Traumatic events are powerful and distressing incidents that impact your daily functioning. They are usually experiences which are life threatening or pose a significant threat to a person’s physical or psychological wellbeing. A person’s mental and physical health, available support at the time of the event or their past experiences and coping skills can influence how they respond.

Many changes after a traumatic event are normal. In fact, most people who experience a major trauma have severe reactions in the immediate aftermath. Many people then feel much better within three months after the event, but others recover more slowly, and some do not recover enough without psychological treatment. If the reactions to trauma are too distressing or last for more than a couple of weeks, seeking psychological assistance is paramount. Psychologists are trained in assessing the impact of the trauma and can help you better respond through coping strategies and techniques. A psychologist can also help you manage other problems associated with the trauma including depression, stress, drug or alcohol use, and relationship difficulties.

If you have experienced trauma, becoming more aware of the changes you’ve undergone since it is the first step towards recovery. Some of the most common reactions after a trauma are described below:

Fear and anxiety. Anxiety is a common and natural response to a dangerous situation. For many, it lasts long after the trauma has ended. It is normal to become anxious when you remember the trauma. But sometimes anxiety may come from out of the blue. Triggers or cues that can cause anxiety may include places, times of day, certain smells or noises, or any situation that reminds you of the trauma. As you begin to pay more attention to the times you feel afraid you can discover the triggers for your anxiety.

Reexperiencing of the trauma. People who have been traumatised often re‐experience the traumatic event. For example, you may have unwanted thoughts of the trauma, and find yourself unable to get rid of them. Some people have flashbacks, or very vivid images, as if the trauma is occurring again. Nightmares are also common. These symptoms occur because a traumatic experience is so shocking and so different from everyday experiences that you can’t fit it into what you know about the world.

Increased arousal. This includes feeling jumpy, jittery, shaky, being easily startled, and having trouble concentrating or sleeping. Continuous arousal can lead to impatience and irritability, especially if you’re not getting enough sleep. People who have been traumatised often see the world as filled with danger, so their bodies are on constant alert, always ready to respond immediately to any attack. The problem is that increased arousal is useful in truly dangerous situations, such as when you were in the traumatic event. But alertness becomes very uncomfortable when it continues for a long time even in safe situations. Another reaction to danger is to freeze, like a deer in the headlights, and this reaction can also occur during a trauma.

Avoidance. Avoidance is a common way of managing trauma‐related pain. The most common is avoiding situations that remind you of the trauma, such as the place where it happened. Often situations that are less directly related to the trauma are also avoided, such as being in crowded places. Another way to reduce discomfort is trying to push away painful thoughts and feelings. This can lead to feelings of numbness, where you find it difficult to have both fearful and pleasant or loving feelings. Sometimes the painful thoughts or feelings may be so intense that your mind just blocks them out altogether, and you may not remember parts of the trauma.

Anger and irritability. Many people who have been traumatised feel angry and irritable. It may be especially upsetting to feel angry at those who are closest to you.

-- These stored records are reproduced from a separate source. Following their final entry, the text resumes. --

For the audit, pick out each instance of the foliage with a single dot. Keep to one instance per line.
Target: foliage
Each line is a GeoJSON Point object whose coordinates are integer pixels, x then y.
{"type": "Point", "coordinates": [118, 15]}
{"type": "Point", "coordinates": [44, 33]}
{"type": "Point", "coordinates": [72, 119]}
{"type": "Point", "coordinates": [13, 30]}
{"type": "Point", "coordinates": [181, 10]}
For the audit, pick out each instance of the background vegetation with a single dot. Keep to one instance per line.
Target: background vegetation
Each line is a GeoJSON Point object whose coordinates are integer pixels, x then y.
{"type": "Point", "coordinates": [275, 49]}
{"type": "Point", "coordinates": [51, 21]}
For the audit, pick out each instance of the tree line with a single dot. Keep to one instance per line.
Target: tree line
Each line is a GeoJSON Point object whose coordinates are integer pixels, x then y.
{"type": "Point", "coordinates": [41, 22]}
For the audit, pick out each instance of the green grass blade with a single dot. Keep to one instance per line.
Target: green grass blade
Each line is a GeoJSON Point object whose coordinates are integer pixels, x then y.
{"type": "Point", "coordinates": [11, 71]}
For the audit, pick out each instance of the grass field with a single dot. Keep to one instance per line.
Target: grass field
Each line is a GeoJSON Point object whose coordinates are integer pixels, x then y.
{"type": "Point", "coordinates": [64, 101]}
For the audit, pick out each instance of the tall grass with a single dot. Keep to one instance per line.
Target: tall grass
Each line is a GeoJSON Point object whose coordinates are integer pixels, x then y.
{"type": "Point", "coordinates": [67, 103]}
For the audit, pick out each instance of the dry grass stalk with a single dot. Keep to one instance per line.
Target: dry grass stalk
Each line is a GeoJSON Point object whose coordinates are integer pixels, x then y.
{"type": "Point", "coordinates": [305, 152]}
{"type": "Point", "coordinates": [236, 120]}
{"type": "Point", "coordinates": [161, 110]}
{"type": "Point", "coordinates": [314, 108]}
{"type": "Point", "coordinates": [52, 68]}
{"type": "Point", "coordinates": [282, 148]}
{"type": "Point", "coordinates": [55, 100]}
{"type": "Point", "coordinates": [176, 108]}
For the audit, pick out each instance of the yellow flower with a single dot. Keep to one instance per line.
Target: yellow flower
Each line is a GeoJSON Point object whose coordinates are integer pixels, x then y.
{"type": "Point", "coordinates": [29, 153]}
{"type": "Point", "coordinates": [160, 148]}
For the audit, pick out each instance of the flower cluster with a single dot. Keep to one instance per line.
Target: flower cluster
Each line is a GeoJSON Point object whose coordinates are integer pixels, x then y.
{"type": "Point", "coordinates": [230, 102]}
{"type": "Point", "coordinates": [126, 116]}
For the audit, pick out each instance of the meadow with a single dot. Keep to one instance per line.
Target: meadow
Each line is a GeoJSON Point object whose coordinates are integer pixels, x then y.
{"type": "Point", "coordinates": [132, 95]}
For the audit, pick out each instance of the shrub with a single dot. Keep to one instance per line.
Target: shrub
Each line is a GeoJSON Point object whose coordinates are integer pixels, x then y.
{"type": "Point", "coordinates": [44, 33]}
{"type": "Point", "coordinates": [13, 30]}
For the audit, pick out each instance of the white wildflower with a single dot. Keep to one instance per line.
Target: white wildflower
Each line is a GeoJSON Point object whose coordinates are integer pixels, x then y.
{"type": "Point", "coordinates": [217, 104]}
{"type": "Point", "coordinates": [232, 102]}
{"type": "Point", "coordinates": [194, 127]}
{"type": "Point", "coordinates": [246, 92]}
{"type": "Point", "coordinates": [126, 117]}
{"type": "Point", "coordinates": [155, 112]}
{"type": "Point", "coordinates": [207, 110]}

Feelings of guilt and shame. Many people blame themselves for things they did or didn’t do to survive, especially if someone lost their life or was seriously injured. You may feel ashamed because during the trauma you acted in ways that you would not otherwise have done. Sometimes, other people may blame you for what happened.

Grief and depression. This can include feeling down, sad, hopeless or despairing. You may cry more often. You may lose interest in people and activities you used to enjoy. You may feel that plans you had for the future don’t seem to matter anymore, or that life isn’t worth living. These feelings can lead to thoughts of wishing you were dead or doing something to hurt or kill yourself.

Negative selfimage and views of the world. You may tell yourself, “If I hadn’t been so weak or stupid this wouldn’t have happened to me.” Many people see themselves as more negative overall after the trauma. It is also very common to see others more negatively, and to feel that you can’t trust anyone. The trauma may make you think that the world is very dangerous. Relationships with others can become tense and it is difficult to become intimate with people as your trust decreases.

Reduced libido. Sexual relationships may suffer after a traumatic experience. Many people find it difficult to feel sexual or have sexual relationships.

Increased use of alcohol or other substances. If your use of alcohol or drugs changed as a result of your traumatic experience, it can slow down your recovery and cause problems of its own. Many people use alcohol or drugs so they won’t feel or remember.

Many of the reactions to trauma are connected to one another. For example, a flashback may make you feel out of control, and will therefore produce fear and arousal. Many people think that their common reactions to the trauma mean that they are “going crazy” or “losing it.” These thoughts can make you even more fearful. As you become aware of the changes you have gone through since the trauma, and as you process these experiences during psychological treatment, the symptoms should become less distressing.